How to secure your dedicated or VPS server. Please not that this is only the vary basics!
First, lets configure CSF
Step 1: login to SSH, and become the root user
Step 2: enter the following command: wget https://download.configserver.com/csf.tgz
Step 3: enter the following command: tar -xzf csf.tgz
Step 4: cd csf
Step 5:Run the install file: sh install.sh
You will receive a message saying it has been installed
Next you'll want to configure CSF
Step 1: nano nano /etc/csf/csf.conf
Step 2: Find Common ingress (inbound) TCP ports
Step 3: Change the following:
Common ingress (inbound) ports
Add 49152:65534 for passive FTP
Common egress (outbound) ports
Add 49152:65534 for passive FTP
Step 6: restart the firewall: csf -r
Step 7: After everything is fine, change the DEV option
We recommend changing this back to "0" after you've had a chance to ensure everything is working well and tested the server out.
nano /etc/csf/csf.conf
Find the first variable, which enables or disables testing and set to 0, save the config file and restart csf with "csf -r"
Disable Telnet
To disable telnet, SSH into server and login as root.

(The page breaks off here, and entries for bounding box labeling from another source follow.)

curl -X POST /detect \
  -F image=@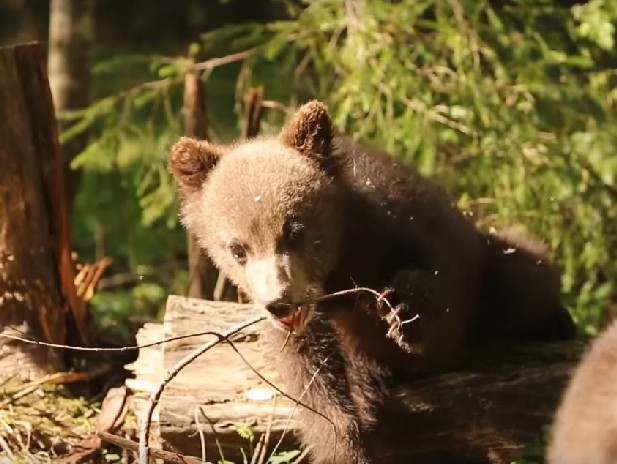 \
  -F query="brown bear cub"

[546,321,617,464]
[169,101,574,464]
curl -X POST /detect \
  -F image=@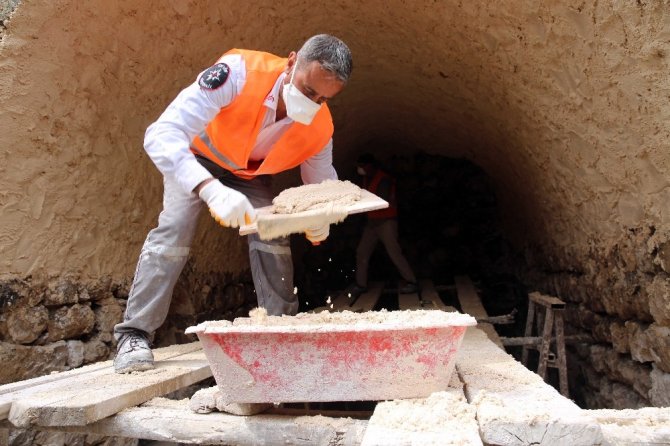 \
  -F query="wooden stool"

[521,292,570,398]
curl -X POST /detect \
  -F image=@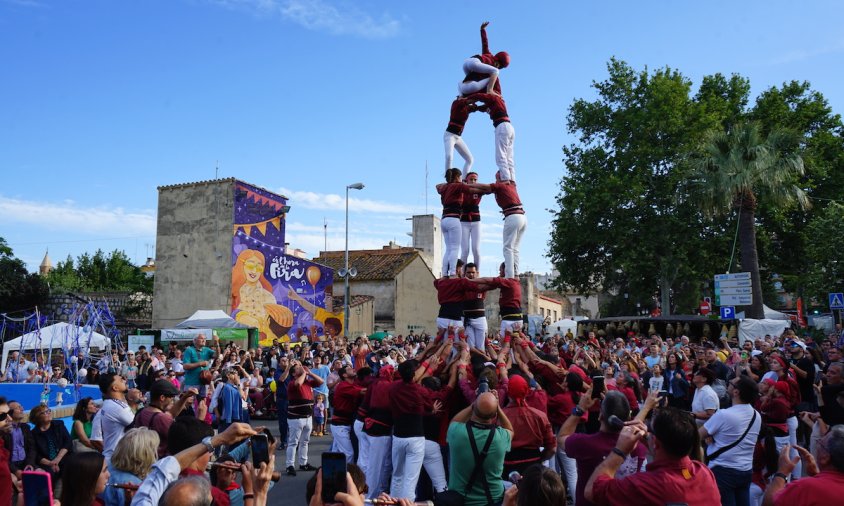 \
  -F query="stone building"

[313,243,439,334]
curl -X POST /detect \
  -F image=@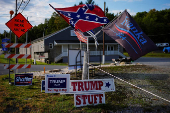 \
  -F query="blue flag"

At command prompt type: nano-w /etc/xinetd.d/telnet
change disable = no to disable = yes
Save and Exit
At command prompt type: /etc/init.d/xinetd restart
Secure /tmp
Make a 1GB file for /tmp parition and an ext3 filesystem for tmp:
# dd if=/dev/zero of=/dev/tmpFS bs=1024 count=1000000
# /sbin/mkfs.ext3 /dev/tmpFS
Create a backup copy of your current /tmp drive:
# cp -Rpf /tmp /tmpbackup
Mount our new tmp parition and change permissions:
# mount -o loop,noexec,nosuid,rw /dev/tmpFS /tmp
# chmod 1777 /tmp
Copy the old data:
cp -Rpf /tmpbackup/* /tmp/
If you run the mount command and you should get something like this:
/dev/tmpMnt on /tmp type ext3 (rw,noexec,nosuid,loop=/dev/loop0)
Edit /etc/fstab and add this:
/dev/tmpMnt /tmp ext3 loop,nosuid,noexec,rw 0 0
Test your fstab entry:
# mount -o remount /tmp
You can test it runnig a script on /tmp partition, if you get "permission denied" it is fine!